The drive mechanism 59 horizontally moves and horizontally rotates the support plate 57 in the X direction and the Y direction using the drive motor 64 (FIG. 2). The drive means 36 includes a drive mechanism 59, a support plate 57, and a drive motor.

A through hole for supporting each second support pillar 56 is formed in the lower container 34b. The O-ring 60 is fitted into each through hole. The O-ring 60 closes the gap between the second support column 56 and the lower container 34b so that the airtightness of the vacuum processing chamber 34 is maintained.

Next, the control mechanism of the bonding substrate manufacturing apparatus 31 is demonstrated using FIG. In addition, in FIG. 2, the same code | symbol is attached | subjected about the component same as the structure demonstrated by FIG.

The bonding substrate manufacturing apparatus 31 is for controlling the pressure (vacuum pump 50) of the vacuum processing chamber 34, the pressing force for bonding (pressurizing motor 44) and the positioning of the substrate (driving means 36). The control device 61 is included. The control apparatus 61 is general PLC (Programmable Logic Controllers), for example. The control device 61 includes a load cell 48, an image processing device 62, a pressure sensor 63, a pressurizing motor 44, a driving motor 64 of the driving means 36, and a vacuum pump 50. Is connected.

The control device 61 calculates the load applied to the substrates W1 and W2 from the output signal of each load cell 48, generates a motor drive signal in accordance with the calculated load, and transmits the motor drive signal to the pressure motor ( 44). The pressurizing motor 44 is driven in accordance with the motor drive signal to raise or lower the first holding plate 51.

The control device 61 also supplies the motor drive signal generated on the basis of the output signal from the image processing device 62 to the drive motor 64. In detail, the bonded substrate manufacturing apparatus 31 is equipped with a CCD camera (not shown) which picks up the alignment mark for aligning both board | substrates W1 and W2 at the time of board | substrate bonding. This CCD camera picks up the alignment mark formed in the board | substrate W1 and W2 at the time of bonding, and supplies the image data to the image processing apparatus 62. FIG. The control apparatus 61 produces | generates a motor drive signal according to the calculation result (calculation data of a position shift amount) of the image processing apparatus 62, and supplies the motor drive signal to the drive motor 64. As shown in FIG. The drive motor 64 rotates in response to the motor drive signal to operate the drive mechanism 59. By the operation of the drive mechanism 59, the support plate 57, the second holding plate 52, and the lower container 34b are moved, and positioning of both substrates W1 and W2 is performed.

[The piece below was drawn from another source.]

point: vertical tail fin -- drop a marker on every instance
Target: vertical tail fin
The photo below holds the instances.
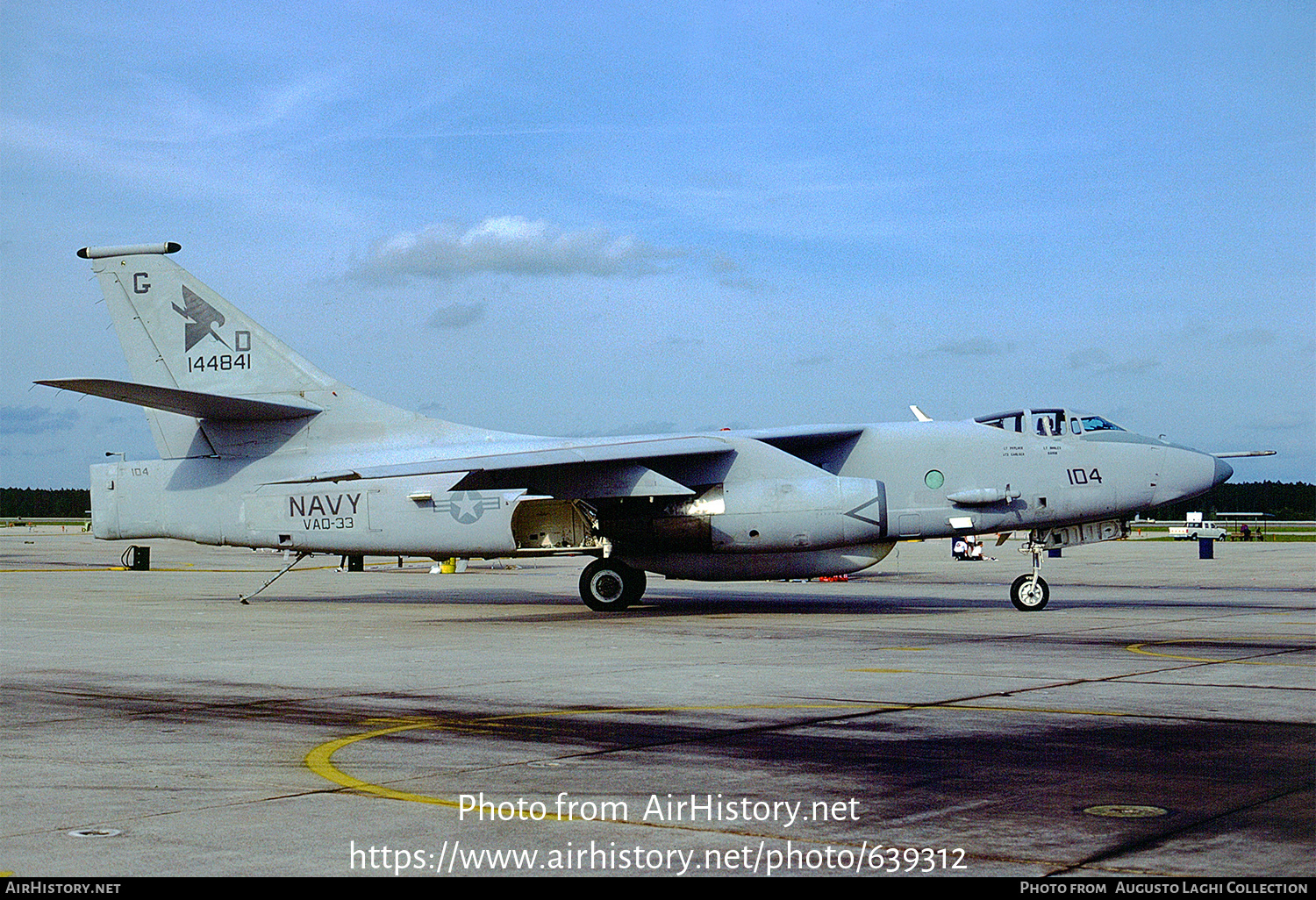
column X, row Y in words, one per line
column 178, row 333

The pressure sensor 63 is disposed in the vicinity of the first and second holding plates 51 and 52 in the vacuum processing chamber 34, and outputs a detection signal corresponding to the pressure in the vacuum processing chamber 34. In order to bond the substrates W1 and W2 under reduced pressure, the control device 61 drives the vacuum pump 50 and a valve provided in the vacuum pipe 49 based on the detection signal of the pressure sensor 63 (not shown). Adjust the opening and closing of the). By the control of the vacuum pump 50 and the valve, the vacuum processing chamber 34 is adjusted to a desired decompression state.

Next, operation | movement of the bonding substrate manufacturing apparatus 31 is demonstrated.

In the bonded substrate manufacturing apparatus 31, when the 3rd support plate 43 moves up and down by the drive of the pressurizing motor 44, the linear guide 39a, via the load cell 48 and the 1st support plate 41, 39b) moves up and down along the guide rails 38a and 38b, and the upper container 34a moves up and down through the second supporting plate 42 and the bellows 54. As shown in FIG. The vacuum processing chamber 34 is blocked by lowering the upper container 34a until it contacts the lower container 34b.

Thereafter, when the vacuum pump 50 is driven, the vacuum processing chamber 34 is depressurized. In this state, when the pressurizing motor 44 is rotated again to lower the linear guides 39a and 39b, the upper container 34a is not lowered and the second support plate 42, the first support column 53 and The first holding plate 51 is lowered and the bellows 54 is compressed.

The 2nd holding plate 52 is supported by the support plate 57 via the 2nd support pillar 56, and the lower container 34b (closed vacuum processing chamber 34) passes through the 3rd support pillar 58. As shown in FIG. It is supported by the support plate 57. When the drive means 36 operates in this state, the second holding plate 52 and the vacuum processing chamber 34 are integrated, move horizontally in the X and Y directions, and rotate the substrate horizontally (theta direction). Alignment of (W1, W2) is performed. At the time of this alignment, the load accompanying the movement and horizontal rotation of the X direction and the Y direction is absorbed by the bellows 54. Moreover, since it is rigidly connected to the support plate 57 of the drive means 36 so that the 2nd holding plate 52 and the vacuum processing chamber 34 may move together, the board | substrate W1 and W2 of At the time of alignment, the load is not applied to the O-ring 60 provided between the lower container 34b and the 2nd support pillar 56. As shown in FIG.

And after bonding the board | substrate W2 and W1 hold | maintained by the 1st holding plate 51 and the 2nd holding plate 52, the bonded substrate manufacturing apparatus 31 is carried out to the pressurizing means 35. FIG. As a result, bonding is performed by applying a pressing force between the substrates W1 and W2.

Next, the characteristic of the bonded substrate manufacturing apparatus 31 in 1st Embodiment of this invention is described below.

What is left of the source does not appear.